AI makes people creative. Suddenly there are a hundred new things you could do. New content streams, new workflows, new automations, new projects, new internal tools. And while some of that is exciting, it can also become a form of avoidance. Because the best first use of AI is usually not creating brand-new work. It is freeing up time inside work that already exists. That means looking at your current workflow and asking a more disciplined question:

  • Where are we spending repetitive time right now?
  • What are the routine steps that slow us down, but still need to happen?

That’s where AI has the highest short-term leverage.

This is exactly why some of the most-used AI features inside Omnisend are not flashy. Subject line generators. Preheader generation. Email copy support. Segment builders. Form builders. These are not revolutionary new workflows. They are existing tasks that marketers already have to do over and over again.

And that is precisely why they matter. The fastest way to get value from AI is to remove friction from the work your team is already doing every week. Once that time is freed up, then you can decide what higher-value work deserves the space you just created.

6. AI is not replacing your team. It is changing what “good” looks like

The last lesson is the one leaders need to communicate clearly. AI is not creating a competition between humans and machines. It is creating a competition between teams that know how to use AI well and teams that do not.

That is a very different framing. The best creative teams are not losing because AI can suddenly make beautiful images. They are winning because they understand what good creative looks like and can now use AI as another tool to get there faster.

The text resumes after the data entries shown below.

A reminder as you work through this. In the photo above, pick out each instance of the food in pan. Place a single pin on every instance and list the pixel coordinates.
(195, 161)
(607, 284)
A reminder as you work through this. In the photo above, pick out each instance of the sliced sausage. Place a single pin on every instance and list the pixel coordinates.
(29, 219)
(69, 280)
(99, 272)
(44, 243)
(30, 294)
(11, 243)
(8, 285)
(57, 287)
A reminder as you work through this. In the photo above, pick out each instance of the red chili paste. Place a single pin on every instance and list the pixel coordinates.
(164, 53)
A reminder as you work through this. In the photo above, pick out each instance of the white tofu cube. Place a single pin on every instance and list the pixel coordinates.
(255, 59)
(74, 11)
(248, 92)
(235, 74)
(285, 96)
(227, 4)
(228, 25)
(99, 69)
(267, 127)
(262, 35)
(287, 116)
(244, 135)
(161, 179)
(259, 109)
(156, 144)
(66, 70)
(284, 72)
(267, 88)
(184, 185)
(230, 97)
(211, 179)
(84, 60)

The best writers are not losing because AI can draft copy. They are winning because they know how to guide it, shape it, sharpen it, and tell when it’s wrong. The best operators are not losing because AI can automate steps. They are winning because they know which steps should be automated and how to supervise the system once they are.

That’s the real shift. Individual contributors are increasingly becoming managers of systems, not just doers of tasks. And yes, that can feel uncomfortable at first. Especially for people whose identity is tied to execution. But that shift is already here. The teams that embrace it will get stronger.

What this looks like in practice for marketers

If you’re running a lean marketing team, the actionable move here is not to build an AI operating system overnight. It’s to pick one part of your existing workflow and improve it. If your team writes a lot of campaigns, start with subject lines and first drafts. If segmentation slows you down, start there. If you’re constantly reviewing creative or support interactions, look for a narrow review use case. If follow-up is inconsistent after calls, make that the first experiment. The point is not to be impressive. The point is to be useful. Because once AI starts saving time in one place, your team gets buy-in. Once they get buy-in, they use it more. Once they use it more, they start seeing where else it can help.

That’s how adoption compounds.

The bigger takeaway

The companies that get the most out of AI will not be the ones with the fanciest demos.They’ll be the ones that operationalize it. They’ll create time for learning. They’ll start with narrow use cases. They’ll iterate instead of waiting for perfection. They’ll assign owners. They’ll focus on freeing up existing work first. And they’ll help their teams evolve from pure executors into managers of intelligent systems.

That’s what AI-first actually looks like. Just better systems, built deliberately, one useful workflow at a time.